En revanche, les opérations de Hayabusa2 se sont déroulées presque sans faille, même s’il conserve le même design général que son prédécesseur. «En fait, il n’y a pas de gros problèmes», a déclaré le Dr Yoshikawa, le directeur de la mission. “Bien sûr, les petits.”

Il a déclaré que l’équipe avait étudié en détail les échecs sur Hayabusa et apporté des changements au besoin, et a également mené de nombreuses répétitions pour essayer d’anticiper les éventualités qu’elle pourrait rencontrer.

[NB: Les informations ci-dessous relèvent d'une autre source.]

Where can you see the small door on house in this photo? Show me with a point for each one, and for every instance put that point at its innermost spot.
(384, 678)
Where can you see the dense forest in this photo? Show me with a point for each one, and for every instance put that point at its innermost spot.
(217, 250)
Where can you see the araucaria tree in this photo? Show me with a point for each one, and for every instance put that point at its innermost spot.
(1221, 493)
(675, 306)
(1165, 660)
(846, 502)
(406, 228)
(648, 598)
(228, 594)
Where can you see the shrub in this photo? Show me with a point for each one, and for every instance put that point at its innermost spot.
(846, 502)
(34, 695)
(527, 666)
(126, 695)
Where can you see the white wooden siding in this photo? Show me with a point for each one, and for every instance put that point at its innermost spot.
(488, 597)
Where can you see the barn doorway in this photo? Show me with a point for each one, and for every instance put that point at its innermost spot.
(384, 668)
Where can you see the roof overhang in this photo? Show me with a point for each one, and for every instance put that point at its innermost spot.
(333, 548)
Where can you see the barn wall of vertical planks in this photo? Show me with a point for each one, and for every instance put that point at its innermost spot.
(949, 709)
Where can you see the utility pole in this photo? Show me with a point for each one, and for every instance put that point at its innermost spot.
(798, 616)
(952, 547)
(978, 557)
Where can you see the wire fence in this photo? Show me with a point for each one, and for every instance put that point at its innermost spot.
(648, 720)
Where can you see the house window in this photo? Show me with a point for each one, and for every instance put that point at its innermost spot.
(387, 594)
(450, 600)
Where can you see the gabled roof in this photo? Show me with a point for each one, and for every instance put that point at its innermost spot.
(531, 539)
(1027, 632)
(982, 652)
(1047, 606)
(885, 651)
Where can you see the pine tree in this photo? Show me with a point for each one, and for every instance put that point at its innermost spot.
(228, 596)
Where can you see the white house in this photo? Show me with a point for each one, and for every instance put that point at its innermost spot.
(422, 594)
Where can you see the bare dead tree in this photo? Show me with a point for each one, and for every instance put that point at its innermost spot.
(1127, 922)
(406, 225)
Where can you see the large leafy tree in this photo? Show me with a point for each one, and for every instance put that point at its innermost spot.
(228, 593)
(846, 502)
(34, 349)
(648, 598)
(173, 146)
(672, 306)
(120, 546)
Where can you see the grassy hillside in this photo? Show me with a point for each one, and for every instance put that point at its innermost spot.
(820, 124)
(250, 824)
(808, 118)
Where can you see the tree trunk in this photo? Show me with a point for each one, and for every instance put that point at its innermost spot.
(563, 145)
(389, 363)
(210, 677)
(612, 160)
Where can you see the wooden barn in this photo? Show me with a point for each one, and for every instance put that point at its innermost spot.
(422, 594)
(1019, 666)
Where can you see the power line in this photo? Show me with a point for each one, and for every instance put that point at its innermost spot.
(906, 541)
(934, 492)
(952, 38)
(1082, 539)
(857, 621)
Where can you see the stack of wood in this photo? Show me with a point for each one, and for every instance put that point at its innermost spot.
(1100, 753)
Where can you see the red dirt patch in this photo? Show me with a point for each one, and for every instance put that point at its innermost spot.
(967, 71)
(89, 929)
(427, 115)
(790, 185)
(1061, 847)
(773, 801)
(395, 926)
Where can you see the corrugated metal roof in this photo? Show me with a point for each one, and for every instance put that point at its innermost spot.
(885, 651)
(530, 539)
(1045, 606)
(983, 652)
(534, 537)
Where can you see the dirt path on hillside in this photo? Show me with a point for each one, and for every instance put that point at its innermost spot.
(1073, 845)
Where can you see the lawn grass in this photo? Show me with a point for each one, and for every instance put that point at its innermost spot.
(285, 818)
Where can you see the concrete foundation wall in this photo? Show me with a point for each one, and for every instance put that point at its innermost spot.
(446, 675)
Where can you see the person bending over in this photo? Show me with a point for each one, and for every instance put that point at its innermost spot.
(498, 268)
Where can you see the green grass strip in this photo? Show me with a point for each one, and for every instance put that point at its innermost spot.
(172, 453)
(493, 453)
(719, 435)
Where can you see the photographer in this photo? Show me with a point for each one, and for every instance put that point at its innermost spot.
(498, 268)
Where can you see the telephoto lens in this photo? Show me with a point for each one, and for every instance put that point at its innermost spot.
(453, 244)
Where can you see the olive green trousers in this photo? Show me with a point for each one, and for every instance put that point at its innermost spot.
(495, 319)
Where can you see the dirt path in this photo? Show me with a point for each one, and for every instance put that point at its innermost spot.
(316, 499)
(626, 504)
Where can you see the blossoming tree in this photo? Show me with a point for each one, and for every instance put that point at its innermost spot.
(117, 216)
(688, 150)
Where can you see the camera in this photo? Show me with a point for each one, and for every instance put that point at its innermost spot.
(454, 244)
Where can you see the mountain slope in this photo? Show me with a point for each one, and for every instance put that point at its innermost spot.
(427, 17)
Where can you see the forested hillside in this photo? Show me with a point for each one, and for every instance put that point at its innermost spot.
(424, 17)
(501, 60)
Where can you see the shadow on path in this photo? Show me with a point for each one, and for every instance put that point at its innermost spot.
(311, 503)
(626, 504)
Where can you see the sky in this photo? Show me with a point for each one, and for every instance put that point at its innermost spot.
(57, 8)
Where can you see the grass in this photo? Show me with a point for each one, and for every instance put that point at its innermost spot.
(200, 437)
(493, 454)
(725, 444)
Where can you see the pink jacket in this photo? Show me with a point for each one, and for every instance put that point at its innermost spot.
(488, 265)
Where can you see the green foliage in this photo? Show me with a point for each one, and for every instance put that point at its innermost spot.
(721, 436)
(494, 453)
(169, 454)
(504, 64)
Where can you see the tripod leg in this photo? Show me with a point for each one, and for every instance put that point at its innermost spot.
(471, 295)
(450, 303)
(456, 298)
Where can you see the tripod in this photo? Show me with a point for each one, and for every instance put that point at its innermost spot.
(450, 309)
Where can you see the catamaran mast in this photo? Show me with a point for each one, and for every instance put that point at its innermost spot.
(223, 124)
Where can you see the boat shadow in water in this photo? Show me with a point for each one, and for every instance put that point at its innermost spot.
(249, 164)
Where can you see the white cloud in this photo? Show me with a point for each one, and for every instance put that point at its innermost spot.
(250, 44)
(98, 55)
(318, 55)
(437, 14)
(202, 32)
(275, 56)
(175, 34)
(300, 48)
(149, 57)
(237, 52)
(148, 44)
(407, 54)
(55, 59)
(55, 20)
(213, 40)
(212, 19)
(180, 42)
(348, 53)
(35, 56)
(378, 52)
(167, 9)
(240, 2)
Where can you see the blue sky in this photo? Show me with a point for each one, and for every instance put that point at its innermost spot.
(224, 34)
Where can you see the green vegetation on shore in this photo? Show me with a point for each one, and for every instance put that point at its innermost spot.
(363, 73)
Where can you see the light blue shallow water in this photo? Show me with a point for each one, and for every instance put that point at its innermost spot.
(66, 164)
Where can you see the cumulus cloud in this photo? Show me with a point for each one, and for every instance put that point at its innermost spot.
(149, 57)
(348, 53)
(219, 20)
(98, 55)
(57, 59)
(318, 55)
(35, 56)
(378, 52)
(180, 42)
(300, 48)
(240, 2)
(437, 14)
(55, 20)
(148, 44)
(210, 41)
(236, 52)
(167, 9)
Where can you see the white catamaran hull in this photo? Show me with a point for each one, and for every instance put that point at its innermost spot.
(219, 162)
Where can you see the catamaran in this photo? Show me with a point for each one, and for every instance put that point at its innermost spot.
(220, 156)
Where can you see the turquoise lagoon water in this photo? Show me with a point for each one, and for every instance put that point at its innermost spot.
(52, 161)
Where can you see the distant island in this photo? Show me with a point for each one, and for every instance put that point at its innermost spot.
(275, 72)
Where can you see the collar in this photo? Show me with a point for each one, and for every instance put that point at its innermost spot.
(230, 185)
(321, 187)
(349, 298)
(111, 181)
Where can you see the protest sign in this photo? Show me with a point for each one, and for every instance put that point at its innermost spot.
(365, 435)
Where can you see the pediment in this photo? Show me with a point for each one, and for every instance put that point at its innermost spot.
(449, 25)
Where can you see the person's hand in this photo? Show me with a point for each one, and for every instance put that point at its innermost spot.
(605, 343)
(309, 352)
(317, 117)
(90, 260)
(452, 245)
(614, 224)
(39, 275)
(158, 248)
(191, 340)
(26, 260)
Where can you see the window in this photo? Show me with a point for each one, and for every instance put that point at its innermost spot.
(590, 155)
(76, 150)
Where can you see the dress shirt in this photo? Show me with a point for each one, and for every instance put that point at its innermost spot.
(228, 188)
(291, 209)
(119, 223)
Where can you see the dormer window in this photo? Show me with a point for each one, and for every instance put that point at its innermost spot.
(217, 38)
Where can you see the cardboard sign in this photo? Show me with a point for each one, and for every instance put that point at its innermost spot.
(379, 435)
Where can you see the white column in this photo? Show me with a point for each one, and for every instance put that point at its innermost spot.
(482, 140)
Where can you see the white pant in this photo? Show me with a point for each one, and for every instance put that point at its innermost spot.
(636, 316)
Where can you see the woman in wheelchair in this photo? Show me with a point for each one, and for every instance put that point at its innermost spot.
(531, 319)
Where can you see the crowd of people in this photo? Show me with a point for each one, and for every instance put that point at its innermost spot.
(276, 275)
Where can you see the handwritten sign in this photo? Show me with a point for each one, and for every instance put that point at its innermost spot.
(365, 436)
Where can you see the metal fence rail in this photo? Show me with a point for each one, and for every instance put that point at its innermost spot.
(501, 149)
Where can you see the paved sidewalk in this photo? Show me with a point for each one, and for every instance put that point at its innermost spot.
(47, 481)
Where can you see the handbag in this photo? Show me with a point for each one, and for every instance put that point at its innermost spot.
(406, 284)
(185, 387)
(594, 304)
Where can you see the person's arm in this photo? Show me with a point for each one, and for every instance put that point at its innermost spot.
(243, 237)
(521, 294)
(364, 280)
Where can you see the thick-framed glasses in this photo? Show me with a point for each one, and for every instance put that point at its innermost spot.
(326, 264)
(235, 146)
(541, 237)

Les missions japonaises fonctionnent généralement avec des budgets plus petits que ceux de la NASA et transportent donc souvent moins d’instruments. Le coût de Hayabusa2 est inférieur à 300 millions de dollars tandis que le prix d’OSIRIS-REX s’élèvera à environ 1 milliard de dollars.

Déposer les échantillons Ryugu n’est pas la fin de la mission Hayabusa2. Après avoir libéré la capsule de retour, le vaisseau spatial principal a changé de cap pour éviter une collision avec la Terre, manquant de 125 milles. Il se rendra maintenant vers un autre astéroïde, un petit astéroïde désigné 1998 KY26 qui n’a que 100 pieds de diamètre mais qui tourne rapidement, effectuant une rotation en moins de 11 minutes.

Hayabusa2 utilisera deux survols de la Terre pour se jeter vers KY26, arrivant finalement en 2031. Il mènera des expériences astronomiques au cours de son long voyage dans l’espace lointain, et le vaisseau spatial porte encore un dernier projectile qu’il peut utiliser pour tester la surface de cette roche spatiale.